Mumsnet has not checked the qualifications of anyone posting here. If you need help urgently or expert advice, please see our domestic violence webguide and/or relationships webguide. Many Mumsnetters experiencing domestic abuse have found this thread helpful: Listen up, everybody

AIBU to think £200 month takes the piss

286 replies

budelle · 13/05/2022 07:05

Partner wants to move in, he has offered to pay £200 month. He earns roughly £500 a week and has sold his house with his ex. I'm a single mom and would lose my tax credits £480 month. Obviously I would be able to work more to compensate as he would help with childcare. Just seems very imbalanced, what would you do?

OP posts:
LetHimHaveIt · 13/05/2022 12:17

I wouldn't let the cocklodger move in for all the tea in China.

viques · 13/05/2022 12:17

£7.14 a day. To cover what? Food, heating, lighting, hot water, laundry , toiletries, council tax, Netflix,sky sports? That’s a pretty good deal you are offering him.

My question is what is he planning to do with the £1800 a month he will have left over in his back pocket once he has handed over the small stack (10 to be precise) of twenty pound notes he is offering you?

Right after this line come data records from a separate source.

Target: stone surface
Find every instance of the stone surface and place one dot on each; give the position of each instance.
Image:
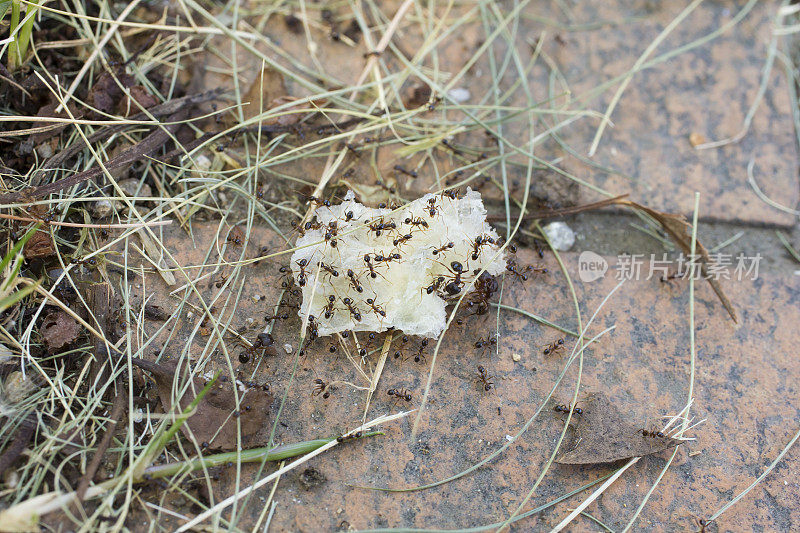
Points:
(745, 385)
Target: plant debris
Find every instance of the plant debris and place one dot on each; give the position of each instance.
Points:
(602, 435)
(58, 330)
(214, 423)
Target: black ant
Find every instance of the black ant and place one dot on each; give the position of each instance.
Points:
(235, 236)
(402, 239)
(420, 355)
(379, 226)
(320, 387)
(482, 344)
(480, 241)
(91, 262)
(554, 346)
(328, 309)
(432, 209)
(354, 280)
(450, 193)
(301, 277)
(485, 287)
(454, 287)
(416, 222)
(353, 310)
(435, 285)
(364, 349)
(330, 234)
(318, 201)
(387, 258)
(485, 379)
(645, 433)
(400, 394)
(409, 173)
(441, 249)
(329, 269)
(378, 309)
(399, 352)
(563, 408)
(370, 266)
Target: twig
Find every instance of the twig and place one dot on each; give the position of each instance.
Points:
(120, 400)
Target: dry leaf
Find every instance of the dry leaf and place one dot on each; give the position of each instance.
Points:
(58, 330)
(603, 436)
(214, 420)
(265, 89)
(39, 245)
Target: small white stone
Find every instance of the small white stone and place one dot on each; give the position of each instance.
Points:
(102, 208)
(561, 236)
(459, 94)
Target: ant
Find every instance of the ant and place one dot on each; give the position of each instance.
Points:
(454, 287)
(370, 266)
(301, 277)
(485, 287)
(416, 222)
(318, 201)
(235, 236)
(354, 280)
(387, 258)
(409, 173)
(331, 233)
(563, 408)
(432, 209)
(363, 351)
(450, 193)
(645, 433)
(320, 387)
(329, 269)
(435, 285)
(400, 394)
(554, 346)
(399, 352)
(378, 309)
(482, 344)
(91, 262)
(420, 355)
(480, 241)
(402, 240)
(328, 309)
(485, 379)
(353, 310)
(441, 249)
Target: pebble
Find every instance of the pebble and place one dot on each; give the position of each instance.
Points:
(459, 94)
(561, 236)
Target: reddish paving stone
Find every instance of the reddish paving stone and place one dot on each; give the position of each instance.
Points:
(746, 385)
(707, 91)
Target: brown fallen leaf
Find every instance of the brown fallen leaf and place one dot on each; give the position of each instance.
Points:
(214, 420)
(266, 87)
(58, 330)
(602, 435)
(39, 245)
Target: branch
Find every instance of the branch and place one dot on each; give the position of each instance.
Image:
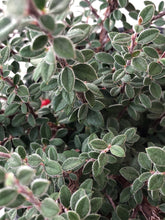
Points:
(161, 14)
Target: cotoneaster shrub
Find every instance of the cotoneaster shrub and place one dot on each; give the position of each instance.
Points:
(82, 134)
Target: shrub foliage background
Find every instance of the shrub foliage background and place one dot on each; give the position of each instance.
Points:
(96, 151)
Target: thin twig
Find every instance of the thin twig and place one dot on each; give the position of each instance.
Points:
(111, 201)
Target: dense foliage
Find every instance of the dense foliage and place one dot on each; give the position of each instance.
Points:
(82, 124)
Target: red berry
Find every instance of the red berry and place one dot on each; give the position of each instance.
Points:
(45, 102)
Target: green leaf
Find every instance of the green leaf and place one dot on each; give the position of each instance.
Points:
(147, 13)
(25, 175)
(22, 91)
(53, 168)
(148, 36)
(119, 59)
(73, 215)
(40, 4)
(155, 181)
(90, 98)
(58, 7)
(68, 79)
(49, 208)
(65, 196)
(88, 54)
(122, 3)
(104, 58)
(63, 47)
(117, 151)
(72, 163)
(139, 64)
(47, 21)
(58, 103)
(98, 144)
(79, 32)
(145, 100)
(156, 155)
(7, 25)
(27, 52)
(119, 140)
(34, 160)
(129, 173)
(2, 174)
(11, 109)
(155, 90)
(18, 120)
(130, 133)
(7, 195)
(39, 42)
(82, 112)
(122, 39)
(76, 196)
(144, 161)
(154, 68)
(40, 186)
(151, 52)
(85, 72)
(83, 207)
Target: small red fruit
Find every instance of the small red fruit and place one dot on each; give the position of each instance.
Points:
(45, 102)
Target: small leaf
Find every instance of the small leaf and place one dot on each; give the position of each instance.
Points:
(129, 173)
(155, 90)
(139, 64)
(148, 36)
(58, 7)
(122, 39)
(83, 206)
(76, 196)
(53, 168)
(7, 195)
(119, 59)
(63, 47)
(25, 174)
(34, 160)
(155, 181)
(11, 109)
(40, 186)
(154, 69)
(65, 196)
(117, 151)
(72, 163)
(156, 155)
(119, 140)
(123, 3)
(147, 13)
(84, 72)
(40, 4)
(22, 91)
(68, 79)
(49, 208)
(47, 21)
(151, 52)
(145, 100)
(144, 161)
(73, 215)
(39, 42)
(129, 90)
(104, 57)
(98, 144)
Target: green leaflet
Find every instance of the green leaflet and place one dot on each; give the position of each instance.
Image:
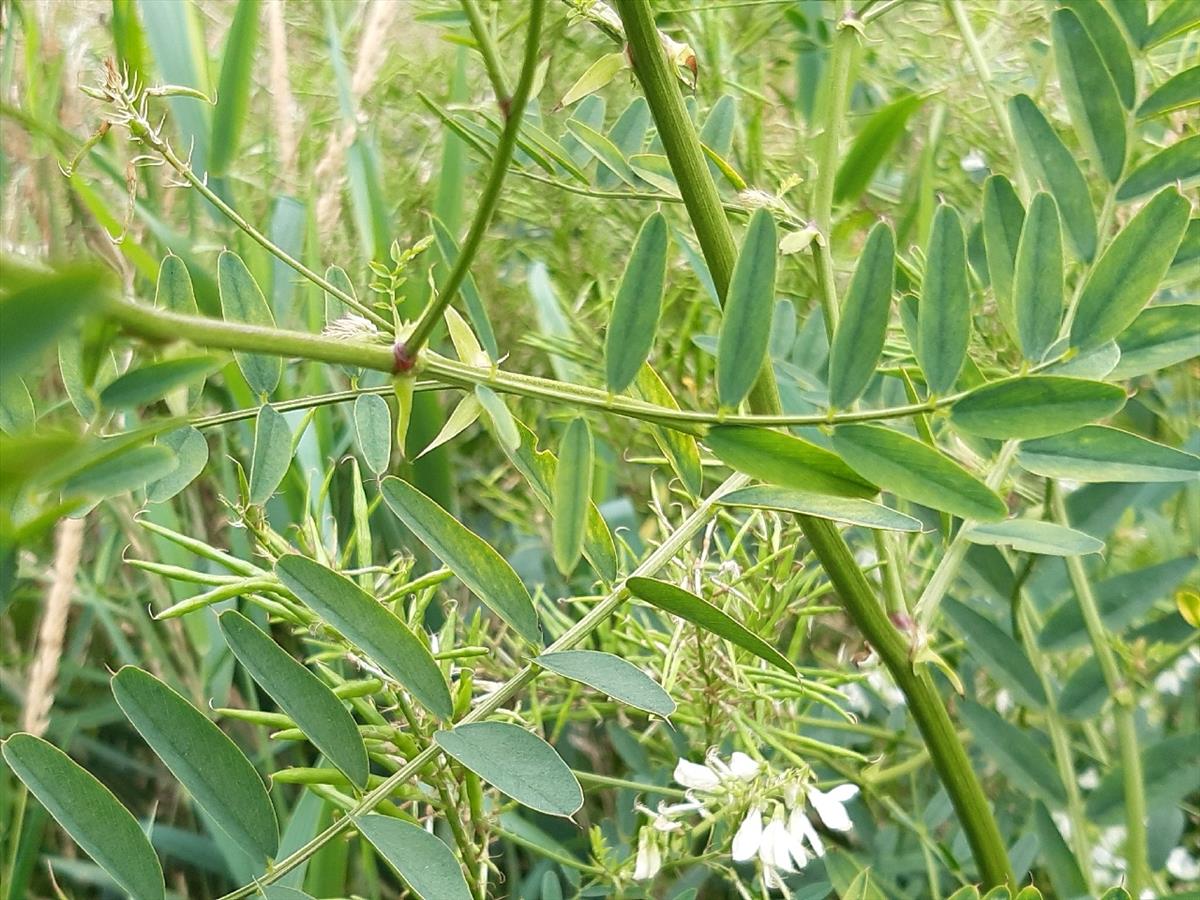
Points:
(1121, 599)
(573, 493)
(1037, 280)
(611, 675)
(1110, 45)
(858, 341)
(1001, 655)
(839, 509)
(1179, 163)
(192, 454)
(365, 623)
(423, 859)
(299, 694)
(539, 468)
(1161, 336)
(943, 316)
(35, 311)
(1032, 535)
(917, 472)
(871, 147)
(1101, 454)
(1048, 160)
(517, 763)
(681, 449)
(639, 303)
(1177, 93)
(478, 565)
(89, 813)
(1128, 274)
(209, 765)
(241, 300)
(1091, 95)
(1003, 215)
(233, 94)
(702, 613)
(372, 427)
(1030, 407)
(745, 322)
(785, 460)
(155, 381)
(271, 456)
(173, 289)
(1015, 754)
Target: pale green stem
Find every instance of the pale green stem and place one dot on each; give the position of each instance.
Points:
(1125, 703)
(661, 556)
(490, 197)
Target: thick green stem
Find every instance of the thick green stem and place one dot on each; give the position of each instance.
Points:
(717, 241)
(514, 114)
(1137, 862)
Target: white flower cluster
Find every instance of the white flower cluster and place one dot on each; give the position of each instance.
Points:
(781, 844)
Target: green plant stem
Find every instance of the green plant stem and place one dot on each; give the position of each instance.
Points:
(717, 241)
(598, 615)
(514, 114)
(486, 47)
(1137, 862)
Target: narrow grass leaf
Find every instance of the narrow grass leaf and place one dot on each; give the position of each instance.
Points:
(233, 90)
(208, 763)
(1091, 95)
(1037, 280)
(639, 303)
(787, 461)
(1096, 453)
(573, 491)
(858, 341)
(477, 564)
(241, 300)
(917, 472)
(1177, 165)
(301, 695)
(192, 455)
(155, 381)
(1015, 754)
(873, 144)
(1048, 161)
(363, 621)
(943, 316)
(703, 615)
(1003, 216)
(423, 859)
(517, 763)
(839, 509)
(1121, 599)
(89, 813)
(749, 304)
(1127, 276)
(271, 456)
(372, 429)
(1032, 535)
(999, 654)
(1159, 337)
(679, 448)
(610, 675)
(1030, 407)
(1173, 95)
(1110, 45)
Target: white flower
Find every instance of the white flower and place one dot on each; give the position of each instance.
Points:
(749, 835)
(1183, 865)
(831, 805)
(649, 857)
(696, 777)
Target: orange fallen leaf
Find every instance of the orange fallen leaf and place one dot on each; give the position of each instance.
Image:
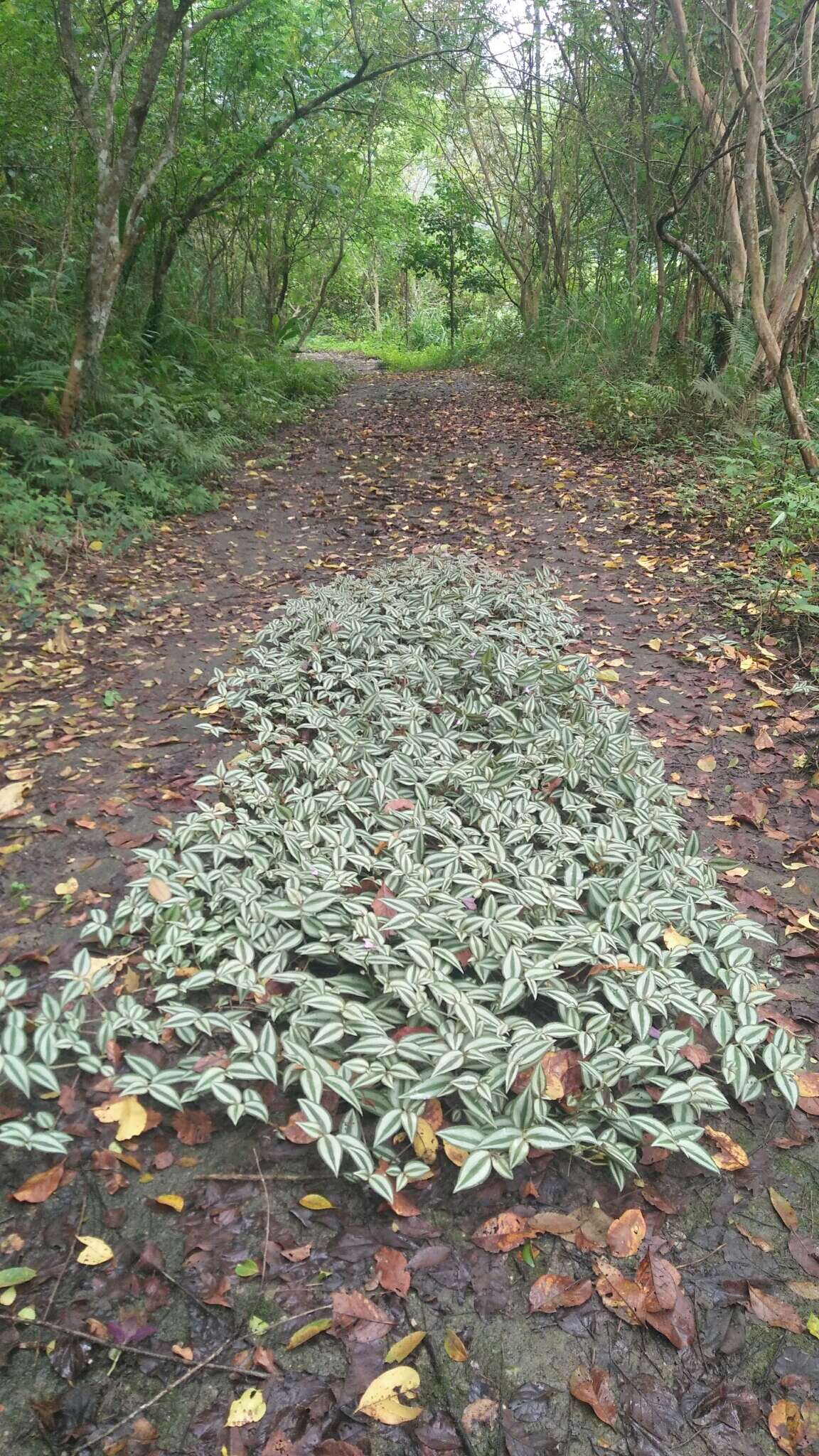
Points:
(626, 1233)
(40, 1186)
(730, 1155)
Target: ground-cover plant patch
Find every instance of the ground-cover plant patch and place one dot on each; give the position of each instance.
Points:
(444, 896)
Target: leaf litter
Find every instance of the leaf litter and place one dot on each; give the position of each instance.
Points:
(379, 1289)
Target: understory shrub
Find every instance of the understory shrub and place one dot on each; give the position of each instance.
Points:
(448, 867)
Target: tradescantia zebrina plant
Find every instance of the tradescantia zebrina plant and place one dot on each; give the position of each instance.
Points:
(448, 868)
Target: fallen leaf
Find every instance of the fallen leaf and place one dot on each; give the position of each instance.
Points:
(94, 1251)
(193, 1128)
(247, 1408)
(381, 1400)
(129, 1113)
(478, 1413)
(674, 941)
(426, 1143)
(626, 1233)
(455, 1347)
(506, 1231)
(19, 1275)
(392, 1271)
(730, 1155)
(786, 1211)
(301, 1337)
(786, 1426)
(40, 1186)
(592, 1386)
(773, 1311)
(404, 1347)
(552, 1292)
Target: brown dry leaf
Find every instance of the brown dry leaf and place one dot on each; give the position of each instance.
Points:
(40, 1186)
(426, 1143)
(506, 1231)
(552, 1292)
(773, 1311)
(480, 1413)
(730, 1157)
(193, 1128)
(786, 1426)
(392, 1271)
(404, 1347)
(382, 1403)
(592, 1386)
(455, 1347)
(786, 1210)
(127, 1111)
(402, 1206)
(626, 1233)
(356, 1315)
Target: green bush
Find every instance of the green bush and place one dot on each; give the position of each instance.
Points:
(448, 868)
(156, 436)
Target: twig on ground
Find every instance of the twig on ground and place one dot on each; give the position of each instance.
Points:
(132, 1350)
(267, 1214)
(69, 1260)
(104, 1432)
(250, 1177)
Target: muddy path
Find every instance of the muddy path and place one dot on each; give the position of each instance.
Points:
(104, 687)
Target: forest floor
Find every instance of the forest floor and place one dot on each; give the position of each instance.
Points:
(104, 696)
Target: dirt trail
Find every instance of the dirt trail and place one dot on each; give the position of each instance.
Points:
(101, 719)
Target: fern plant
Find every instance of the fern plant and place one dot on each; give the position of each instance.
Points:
(448, 868)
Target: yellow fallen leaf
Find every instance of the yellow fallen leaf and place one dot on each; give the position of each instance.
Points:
(381, 1398)
(455, 1347)
(426, 1143)
(247, 1408)
(12, 797)
(674, 941)
(129, 1113)
(404, 1347)
(732, 1157)
(301, 1337)
(94, 1251)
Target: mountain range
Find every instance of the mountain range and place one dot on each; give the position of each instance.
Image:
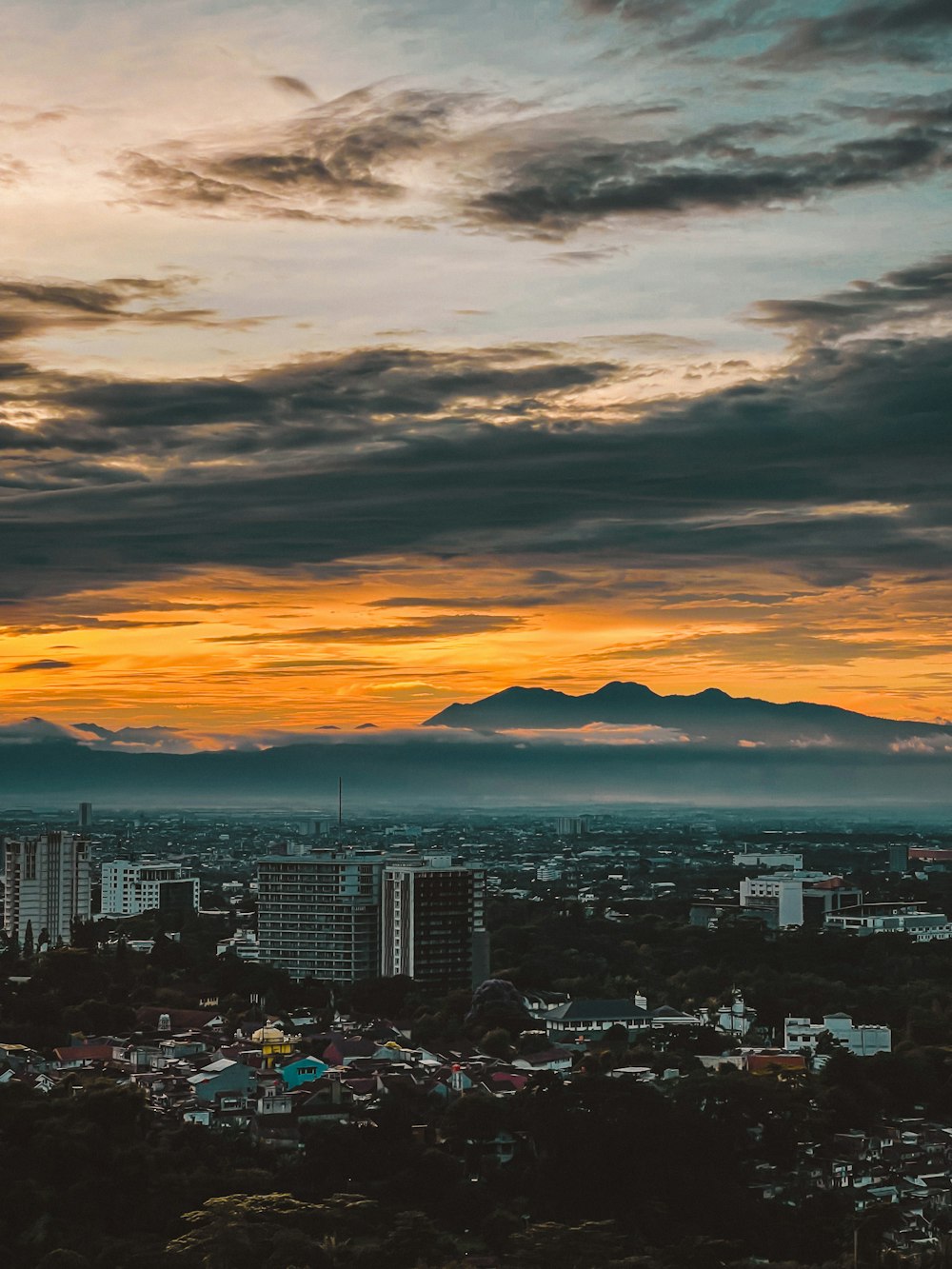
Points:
(524, 746)
(711, 716)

Anonnnnnnm · 13/05/2022 12:17

50/50 or stay where he is! End of 😂

MarvelMrs · 13/05/2022 12:17

Apologies for the typos.
*not even enough rent
*an argument

SueDeNeem · 13/05/2022 12:18

budelle · 13/05/2022 07:15

He is very kind and generous normally, I'm in shared ownership at the moment so Don expect him to pay any costs towards the rent, I own my share. Yes I do want him to move in but this is niggling at me

Well if you rent, he could pay half. Or better still, ask him to find a place that you both could rent. See what his answer is to that? His reaction will tell you what you need to know

KettrickenSmiled · 13/05/2022 12:20

He is very kind and generous normally,
How long have you been with him OP?
Because this switch from "generous" to "self-interested tightwad" is highly suspicious.

You will lose £480 in tax credits, he proposes £200 'contribution' ... so this guy actually reckons YOU should pay £280 a month for the privilege of housing HIM?

I'm in shared ownership at the moment so Don expect him to pay any costs towards the rent, I own my share.
Why? It costs YOU money to pay for that roof.
It would cost HIM money to pay for his own roof.
Why do you feel that you somehow ought not to ask him to pay half the cost of a shared roof?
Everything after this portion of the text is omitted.